During last spring's primary elections, we followed the tallying process at Sulzer Library, 4455 N. Lincoln Ave., which served as the polling place for the 22nd and 45th precincts in the 47th Ward.

Here's how it works.

First step: the ballot count

Volunteer Ethan Moskal was given the task of counting the unused ballots, which would be added to the number of ballots cast as well as the number of "spoiled" ballots (ripped, incorrectly marked, etc.). The total would need to match the number of ballots on hand at the beginning of the day.

Ethan Moskal packs up a ballot station, which folds into a suitcase.

Step two: secure the ballots

Sara Carlson, a volunteer who's been working elections for more than a decade, opened the ballot box — where ballots land once voters feed them into the tallying machine.

The ballots were placed into a plastic bag, which was then sealed with tamper-proof tape. Next, the bag was zipped into a "transfer" box for transport to a "receiving station." There are 25 receiving stations in Chicago — one station serves two wards — which serve as collection hubs for precinct-level data.

Ballot bags are only opened in the event a recount is needed, according to Jack Lydon, a poll watcher and former 47th Ward committeeman.

Paper ballots are sealed and transported to a "receiving station." [All photos DNAinfo/Patty Wetli]

Step three: count the votes

Long gone are the days when poll workers manually counted votes.

Today, ballots are tallied electronically. Both the touch-screen voting machines and the paper ballot readers churn out total vote counts on paper tapes that look much like cash register receipts.

Though results provide a snapshot of just hundreds of voters, precinct-level tallies are a "good indication of what the ward will do," Lydon said.

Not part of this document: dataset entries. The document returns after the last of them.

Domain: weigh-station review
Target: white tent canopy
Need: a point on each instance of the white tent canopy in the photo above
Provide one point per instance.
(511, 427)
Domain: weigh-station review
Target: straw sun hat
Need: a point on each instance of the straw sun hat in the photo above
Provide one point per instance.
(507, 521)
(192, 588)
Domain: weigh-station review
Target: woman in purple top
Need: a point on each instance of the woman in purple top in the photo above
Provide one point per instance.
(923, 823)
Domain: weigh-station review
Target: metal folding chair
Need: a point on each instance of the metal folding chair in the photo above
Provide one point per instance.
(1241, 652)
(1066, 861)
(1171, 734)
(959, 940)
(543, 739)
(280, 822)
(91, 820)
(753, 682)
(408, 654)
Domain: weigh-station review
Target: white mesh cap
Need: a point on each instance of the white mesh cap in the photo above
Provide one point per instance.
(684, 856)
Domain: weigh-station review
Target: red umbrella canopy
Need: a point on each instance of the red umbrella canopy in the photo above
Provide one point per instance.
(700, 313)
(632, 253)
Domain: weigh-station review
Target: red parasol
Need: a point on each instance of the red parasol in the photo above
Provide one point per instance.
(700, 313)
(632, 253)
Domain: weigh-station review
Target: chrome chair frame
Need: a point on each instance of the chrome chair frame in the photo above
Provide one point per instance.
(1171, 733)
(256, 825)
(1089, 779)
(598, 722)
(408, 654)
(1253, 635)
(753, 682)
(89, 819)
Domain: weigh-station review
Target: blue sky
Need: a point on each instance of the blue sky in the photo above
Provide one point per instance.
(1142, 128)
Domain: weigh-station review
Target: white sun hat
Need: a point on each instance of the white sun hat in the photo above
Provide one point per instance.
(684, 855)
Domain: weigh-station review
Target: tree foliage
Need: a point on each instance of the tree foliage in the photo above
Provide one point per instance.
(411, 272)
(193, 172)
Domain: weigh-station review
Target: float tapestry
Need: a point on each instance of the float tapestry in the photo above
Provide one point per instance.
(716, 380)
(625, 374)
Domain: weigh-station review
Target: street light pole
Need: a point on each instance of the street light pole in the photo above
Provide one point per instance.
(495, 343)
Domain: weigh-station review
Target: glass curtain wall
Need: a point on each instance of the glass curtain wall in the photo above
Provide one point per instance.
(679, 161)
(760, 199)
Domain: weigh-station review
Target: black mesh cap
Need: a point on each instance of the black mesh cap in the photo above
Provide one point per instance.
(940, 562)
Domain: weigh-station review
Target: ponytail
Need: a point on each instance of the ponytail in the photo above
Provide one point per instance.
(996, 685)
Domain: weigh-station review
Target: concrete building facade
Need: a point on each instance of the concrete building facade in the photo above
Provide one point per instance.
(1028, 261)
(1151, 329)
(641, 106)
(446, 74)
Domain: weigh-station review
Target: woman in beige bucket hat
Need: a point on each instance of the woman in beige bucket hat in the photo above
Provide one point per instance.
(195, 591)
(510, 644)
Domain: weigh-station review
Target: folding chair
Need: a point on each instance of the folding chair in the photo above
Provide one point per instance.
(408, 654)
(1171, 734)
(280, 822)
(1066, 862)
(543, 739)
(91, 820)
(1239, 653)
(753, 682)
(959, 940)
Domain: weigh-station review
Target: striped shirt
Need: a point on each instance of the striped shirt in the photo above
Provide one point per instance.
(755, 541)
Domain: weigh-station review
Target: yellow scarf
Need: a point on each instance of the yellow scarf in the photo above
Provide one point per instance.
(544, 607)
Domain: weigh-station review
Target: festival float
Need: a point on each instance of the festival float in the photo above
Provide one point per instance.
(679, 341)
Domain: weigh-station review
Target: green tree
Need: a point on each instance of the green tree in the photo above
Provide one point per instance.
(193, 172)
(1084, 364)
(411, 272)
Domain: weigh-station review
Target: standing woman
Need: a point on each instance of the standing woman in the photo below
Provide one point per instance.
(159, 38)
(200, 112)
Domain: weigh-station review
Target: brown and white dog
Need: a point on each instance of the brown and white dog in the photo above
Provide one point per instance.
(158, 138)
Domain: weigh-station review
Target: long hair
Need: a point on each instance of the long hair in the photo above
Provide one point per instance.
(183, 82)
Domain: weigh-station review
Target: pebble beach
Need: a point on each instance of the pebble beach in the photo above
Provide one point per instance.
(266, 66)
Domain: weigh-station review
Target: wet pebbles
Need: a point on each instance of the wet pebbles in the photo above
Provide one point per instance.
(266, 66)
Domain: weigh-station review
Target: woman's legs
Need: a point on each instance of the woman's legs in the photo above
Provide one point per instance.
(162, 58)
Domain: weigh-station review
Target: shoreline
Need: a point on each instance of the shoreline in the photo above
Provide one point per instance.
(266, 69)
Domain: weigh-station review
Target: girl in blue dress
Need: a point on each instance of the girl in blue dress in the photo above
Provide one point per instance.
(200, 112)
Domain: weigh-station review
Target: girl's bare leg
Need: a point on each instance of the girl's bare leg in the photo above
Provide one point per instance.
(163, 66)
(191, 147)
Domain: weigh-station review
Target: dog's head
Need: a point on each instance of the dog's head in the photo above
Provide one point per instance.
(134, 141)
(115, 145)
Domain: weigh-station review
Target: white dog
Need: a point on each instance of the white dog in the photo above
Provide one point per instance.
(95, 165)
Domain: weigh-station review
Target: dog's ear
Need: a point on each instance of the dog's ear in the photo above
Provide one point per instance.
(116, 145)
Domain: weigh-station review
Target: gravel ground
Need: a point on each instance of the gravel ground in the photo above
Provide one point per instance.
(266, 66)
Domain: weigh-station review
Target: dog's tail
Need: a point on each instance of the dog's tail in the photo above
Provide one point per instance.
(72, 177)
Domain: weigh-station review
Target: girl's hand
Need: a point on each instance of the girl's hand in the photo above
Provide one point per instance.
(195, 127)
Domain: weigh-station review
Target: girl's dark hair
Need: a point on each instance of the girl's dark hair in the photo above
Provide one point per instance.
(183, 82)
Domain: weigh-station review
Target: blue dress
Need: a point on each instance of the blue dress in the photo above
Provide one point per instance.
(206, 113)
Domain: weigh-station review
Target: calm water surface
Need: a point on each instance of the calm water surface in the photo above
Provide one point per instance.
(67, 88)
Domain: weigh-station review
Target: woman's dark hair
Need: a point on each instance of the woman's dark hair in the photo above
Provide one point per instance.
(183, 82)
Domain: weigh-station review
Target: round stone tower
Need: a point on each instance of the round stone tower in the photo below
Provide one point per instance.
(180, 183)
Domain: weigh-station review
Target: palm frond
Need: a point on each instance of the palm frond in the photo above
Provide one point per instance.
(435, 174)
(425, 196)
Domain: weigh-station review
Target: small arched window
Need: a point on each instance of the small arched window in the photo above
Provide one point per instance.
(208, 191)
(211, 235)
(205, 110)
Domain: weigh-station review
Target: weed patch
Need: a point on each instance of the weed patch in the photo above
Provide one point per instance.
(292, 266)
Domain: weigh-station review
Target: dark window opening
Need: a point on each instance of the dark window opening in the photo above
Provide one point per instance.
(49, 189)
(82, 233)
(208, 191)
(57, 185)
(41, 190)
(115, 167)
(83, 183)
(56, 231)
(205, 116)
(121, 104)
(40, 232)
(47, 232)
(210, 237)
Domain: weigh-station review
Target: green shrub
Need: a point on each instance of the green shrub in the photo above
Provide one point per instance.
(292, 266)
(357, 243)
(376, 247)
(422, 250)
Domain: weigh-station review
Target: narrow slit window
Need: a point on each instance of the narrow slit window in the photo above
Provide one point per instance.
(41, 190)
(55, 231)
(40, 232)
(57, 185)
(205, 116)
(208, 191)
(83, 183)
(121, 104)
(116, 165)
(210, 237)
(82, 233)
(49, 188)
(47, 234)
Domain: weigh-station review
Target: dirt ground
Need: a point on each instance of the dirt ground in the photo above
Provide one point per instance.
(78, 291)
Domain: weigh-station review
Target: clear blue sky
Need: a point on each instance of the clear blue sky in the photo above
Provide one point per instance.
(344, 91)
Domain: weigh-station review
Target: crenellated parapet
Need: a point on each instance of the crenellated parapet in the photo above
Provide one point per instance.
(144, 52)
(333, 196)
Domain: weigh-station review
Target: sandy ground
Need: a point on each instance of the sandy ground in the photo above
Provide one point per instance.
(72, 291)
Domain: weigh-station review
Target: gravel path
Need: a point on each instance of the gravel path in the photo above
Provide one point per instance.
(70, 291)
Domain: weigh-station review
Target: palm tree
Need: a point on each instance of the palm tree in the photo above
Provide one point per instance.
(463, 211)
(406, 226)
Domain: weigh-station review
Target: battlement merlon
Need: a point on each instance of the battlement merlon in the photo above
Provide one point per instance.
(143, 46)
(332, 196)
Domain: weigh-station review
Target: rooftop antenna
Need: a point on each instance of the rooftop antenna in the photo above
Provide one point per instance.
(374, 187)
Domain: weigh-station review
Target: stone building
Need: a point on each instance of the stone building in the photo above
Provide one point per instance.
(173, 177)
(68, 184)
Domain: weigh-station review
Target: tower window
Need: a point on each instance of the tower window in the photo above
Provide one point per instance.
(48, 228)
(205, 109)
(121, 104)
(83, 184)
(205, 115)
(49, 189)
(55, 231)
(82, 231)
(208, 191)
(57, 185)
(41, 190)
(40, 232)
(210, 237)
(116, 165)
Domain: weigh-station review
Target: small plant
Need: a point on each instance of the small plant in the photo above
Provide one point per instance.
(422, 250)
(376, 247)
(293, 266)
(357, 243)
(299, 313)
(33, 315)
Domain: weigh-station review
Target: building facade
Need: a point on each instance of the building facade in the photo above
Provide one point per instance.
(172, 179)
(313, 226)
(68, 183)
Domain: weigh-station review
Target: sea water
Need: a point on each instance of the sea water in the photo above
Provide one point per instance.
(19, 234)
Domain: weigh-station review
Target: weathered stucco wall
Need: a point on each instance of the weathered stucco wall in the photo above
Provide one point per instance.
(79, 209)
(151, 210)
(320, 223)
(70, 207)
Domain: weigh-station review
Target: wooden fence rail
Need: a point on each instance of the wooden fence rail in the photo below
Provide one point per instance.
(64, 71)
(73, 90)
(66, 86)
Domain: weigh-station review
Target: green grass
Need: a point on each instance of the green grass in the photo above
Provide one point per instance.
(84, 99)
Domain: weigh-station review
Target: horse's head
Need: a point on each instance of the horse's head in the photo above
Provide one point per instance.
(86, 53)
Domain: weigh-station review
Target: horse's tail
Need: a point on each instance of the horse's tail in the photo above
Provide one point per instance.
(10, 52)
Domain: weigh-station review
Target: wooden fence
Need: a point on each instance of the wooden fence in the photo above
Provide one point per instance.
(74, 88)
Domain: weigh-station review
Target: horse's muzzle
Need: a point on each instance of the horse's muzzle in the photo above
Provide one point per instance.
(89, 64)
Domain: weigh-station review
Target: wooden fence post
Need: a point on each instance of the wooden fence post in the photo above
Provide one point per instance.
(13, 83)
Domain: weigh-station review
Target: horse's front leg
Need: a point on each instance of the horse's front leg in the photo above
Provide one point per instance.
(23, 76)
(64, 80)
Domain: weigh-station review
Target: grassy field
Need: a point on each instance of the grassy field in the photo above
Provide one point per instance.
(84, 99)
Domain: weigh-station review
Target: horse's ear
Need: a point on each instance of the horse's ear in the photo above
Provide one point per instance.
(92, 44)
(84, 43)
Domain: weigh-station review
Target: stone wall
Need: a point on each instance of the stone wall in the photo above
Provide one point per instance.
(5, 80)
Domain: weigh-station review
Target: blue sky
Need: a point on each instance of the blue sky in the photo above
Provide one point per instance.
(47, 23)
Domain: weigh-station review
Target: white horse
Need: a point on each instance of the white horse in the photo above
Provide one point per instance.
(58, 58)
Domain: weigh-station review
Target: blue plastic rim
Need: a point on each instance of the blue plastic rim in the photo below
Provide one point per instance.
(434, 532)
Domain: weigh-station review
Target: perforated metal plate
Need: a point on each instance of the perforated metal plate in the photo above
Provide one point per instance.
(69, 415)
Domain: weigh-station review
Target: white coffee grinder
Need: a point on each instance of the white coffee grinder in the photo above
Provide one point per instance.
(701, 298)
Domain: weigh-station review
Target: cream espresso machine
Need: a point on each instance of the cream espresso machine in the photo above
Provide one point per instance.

These tapes are then sealed in an envelope.

Step four: transmit the voting data

So how are vote totals available so quickly?

The paper reader's information is stored in a data pack and the touch-screen votes are stored in a USB memory stick. Both are hooked up to a cellular transmitter that merges votes from the two machines and sends the precinct total to election central, where the results are tallied city-wide.

The ballot reader (atop the ballot box) spits out a paper tape of vote tallies. The reader's data pack is attached to a transmitter, and the votes are sent to election central.

If there's going to be a glitch in the process, data transmission is a likely point of failure. At Sulzer, the 45th precinct cell receiver was on the fritz during our observation and was unable to transmit or print a merged vote total.

The data pack was taken to the receiving station — Coonley Elementary, in the case of the 47th Ward — where it could be read by a different transmitter.

An hour after the polls closed, the election judges were still dotting i's and crossing t's — well into the 14th hour of a day that started before 6 a.m.

"You see your neighbors, you feel part of the community," said Carlson. "I appreciate being part of the democratic process."